Mrs. LaRouche further suggested that the IPC promote a series of discussions globally on her proposal for a New Security and Development Architecture—in universities, think tanks and other venues, including an international conference—as an initiative for “powerful minds” to deliberate on the question of whether or not human beings are capable of self-government for the purpose of guaranteeing the long-term survival of the species.

Ray McGovern put forward the second initiative, alluded to above. He addressed directly the immediate dire situation in Israel, with the Israeli Defense Forces ready to launch a ground invasion of Gaza—which would result in genocide against the Palestinians. According to McGovern, to prevent this “you need a tourniquet, not a bandage; you need to stop the bleeding and stop the awful prospect of what happens when genocide begins.”

So how is this to be accomplished? Because the United States is no longer the powerful force it once was—unable to force its will on the rest of the world—Russia, China, the BRICS-Plus and other nations of the Global South should use the UN General Assembly as a mechanism to enforce UN Security Council Resolution 242 to “prevent the bloodbath that would accompany genocide.”

Mrs. LaRouche wholeheartedly welcomed this initiative. She suggested that an online petition in support of Resolution 242 be created and that members of the IPC launch a mobilization to take the Resolution to all the elected officials of their respective nations for endorsement and demand that the United Nations finally enforce the Resolution to prevent the genocide of the Palestinian people. This should be combined with endorsement of a recent statement from Brazil and China demanding an international peace conference to resolve the Israeli-Palestinian conflict.
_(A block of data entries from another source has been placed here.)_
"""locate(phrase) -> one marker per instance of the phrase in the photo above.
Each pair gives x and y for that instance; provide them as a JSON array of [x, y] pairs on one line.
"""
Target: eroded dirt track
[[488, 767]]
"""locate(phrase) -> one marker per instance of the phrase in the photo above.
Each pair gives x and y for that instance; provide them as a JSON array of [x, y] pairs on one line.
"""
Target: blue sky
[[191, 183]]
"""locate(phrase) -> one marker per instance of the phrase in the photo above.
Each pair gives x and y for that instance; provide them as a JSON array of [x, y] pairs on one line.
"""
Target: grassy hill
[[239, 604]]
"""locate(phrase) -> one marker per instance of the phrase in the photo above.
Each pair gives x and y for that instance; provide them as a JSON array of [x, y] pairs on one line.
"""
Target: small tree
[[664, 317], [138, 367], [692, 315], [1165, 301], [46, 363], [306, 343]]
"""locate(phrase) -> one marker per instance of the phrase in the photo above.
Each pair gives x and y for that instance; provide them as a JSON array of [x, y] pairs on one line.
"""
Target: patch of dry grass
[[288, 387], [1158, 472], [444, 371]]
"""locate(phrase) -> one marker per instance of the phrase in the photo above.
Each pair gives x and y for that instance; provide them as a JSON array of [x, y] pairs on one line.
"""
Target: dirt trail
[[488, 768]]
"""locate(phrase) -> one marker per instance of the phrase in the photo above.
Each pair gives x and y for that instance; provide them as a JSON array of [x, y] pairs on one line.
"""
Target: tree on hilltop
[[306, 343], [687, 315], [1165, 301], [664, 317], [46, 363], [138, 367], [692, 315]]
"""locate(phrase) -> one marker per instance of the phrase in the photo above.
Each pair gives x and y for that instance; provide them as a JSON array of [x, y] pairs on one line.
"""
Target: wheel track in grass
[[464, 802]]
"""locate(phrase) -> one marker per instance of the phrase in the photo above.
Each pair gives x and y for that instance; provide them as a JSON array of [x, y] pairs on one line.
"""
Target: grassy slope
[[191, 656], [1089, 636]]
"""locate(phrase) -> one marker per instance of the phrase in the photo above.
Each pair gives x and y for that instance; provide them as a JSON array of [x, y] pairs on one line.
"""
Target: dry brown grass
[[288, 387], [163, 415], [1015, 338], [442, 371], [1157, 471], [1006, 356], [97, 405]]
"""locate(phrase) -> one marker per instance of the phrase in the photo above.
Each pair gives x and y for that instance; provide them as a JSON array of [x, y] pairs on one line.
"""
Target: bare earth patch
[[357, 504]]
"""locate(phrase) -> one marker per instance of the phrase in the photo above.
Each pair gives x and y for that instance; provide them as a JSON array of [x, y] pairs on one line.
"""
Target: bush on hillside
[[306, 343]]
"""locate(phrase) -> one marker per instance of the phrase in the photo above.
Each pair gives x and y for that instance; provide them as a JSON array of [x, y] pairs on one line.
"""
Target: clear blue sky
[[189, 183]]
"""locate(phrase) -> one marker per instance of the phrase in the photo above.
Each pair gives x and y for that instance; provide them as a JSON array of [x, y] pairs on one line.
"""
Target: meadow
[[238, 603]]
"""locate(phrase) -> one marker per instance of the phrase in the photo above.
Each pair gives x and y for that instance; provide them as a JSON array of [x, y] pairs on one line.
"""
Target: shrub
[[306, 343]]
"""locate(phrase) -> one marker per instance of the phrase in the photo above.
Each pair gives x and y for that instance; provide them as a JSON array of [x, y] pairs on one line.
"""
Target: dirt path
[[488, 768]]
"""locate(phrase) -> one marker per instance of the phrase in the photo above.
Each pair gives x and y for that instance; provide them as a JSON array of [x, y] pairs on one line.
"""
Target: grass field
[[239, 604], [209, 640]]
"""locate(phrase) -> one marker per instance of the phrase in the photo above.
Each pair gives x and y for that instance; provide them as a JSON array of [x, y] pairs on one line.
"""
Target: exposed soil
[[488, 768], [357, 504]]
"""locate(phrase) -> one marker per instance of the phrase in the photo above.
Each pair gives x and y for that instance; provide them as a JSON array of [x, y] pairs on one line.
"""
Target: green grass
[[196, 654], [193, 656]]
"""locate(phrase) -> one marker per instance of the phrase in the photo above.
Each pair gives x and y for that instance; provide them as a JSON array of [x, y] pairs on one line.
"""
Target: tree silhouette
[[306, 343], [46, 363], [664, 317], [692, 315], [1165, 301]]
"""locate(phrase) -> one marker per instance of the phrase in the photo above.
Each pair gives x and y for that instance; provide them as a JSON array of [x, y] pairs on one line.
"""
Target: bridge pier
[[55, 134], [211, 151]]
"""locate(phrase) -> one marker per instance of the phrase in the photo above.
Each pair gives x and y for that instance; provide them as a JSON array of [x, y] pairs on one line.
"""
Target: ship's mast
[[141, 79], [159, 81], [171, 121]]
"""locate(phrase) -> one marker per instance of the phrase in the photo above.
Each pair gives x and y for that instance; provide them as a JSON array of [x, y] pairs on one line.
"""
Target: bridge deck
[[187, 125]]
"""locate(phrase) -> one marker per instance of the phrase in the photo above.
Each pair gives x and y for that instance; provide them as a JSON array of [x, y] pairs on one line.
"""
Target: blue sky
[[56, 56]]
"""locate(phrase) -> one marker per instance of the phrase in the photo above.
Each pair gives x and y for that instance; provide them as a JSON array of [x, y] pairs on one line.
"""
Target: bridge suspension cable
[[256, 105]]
Economic Development Is the Key to Peace

In her closing remarks, Mrs. LaRouche came back to the necessity of a New Development and Security Architecture to address the needs of all people:

For those of you who have read [the proposal], it does have this whole idea of a new financial and credit system, economic development, uplifting poverty, a health system in every country, universal education in every country. That is what the Middle East needs most. Because the plight of the Palestinians, especially in Gaza but also the West Bank [as well as] Yemen, Syria, Afghanistan, Iraq; all these countries are suffering from an unbelievable poverty!

She described Lyndon LaRouche’s 1975 economic development plan for Southwest Asia called “The Oasis Plan” [see elsewhere in this issue—ed.] based on the idea that peace between the Arabs and the Israelis could only happen if there was joint economic development for all. She recounted how her husband had warned in 1993 that the Oslo Accords would only function if immediate measures were taken to improve the economic conditions of the people through development—measures sabotaged by the World Bank, causing the Accords to fail. She ended by reemphasizing the urgency of her proposal for a New Security and Development Architecture as a viable pathway to peace through economic development.

It can be stated emphatically that the “public” IPC meeting format did in fact create a “big splash,” with a major increase from prior weeks in the number of people participating. Mrs. LaRouche made clear, however, that this process of increasing the size of the IPC must accelerate; “That we really keep expanding, expanding, expanding.” She urged everybody to recruit more organizations and people in the immediate days and weeks ahead because the IPC “must become so powerful that nobody can ignore our voice.”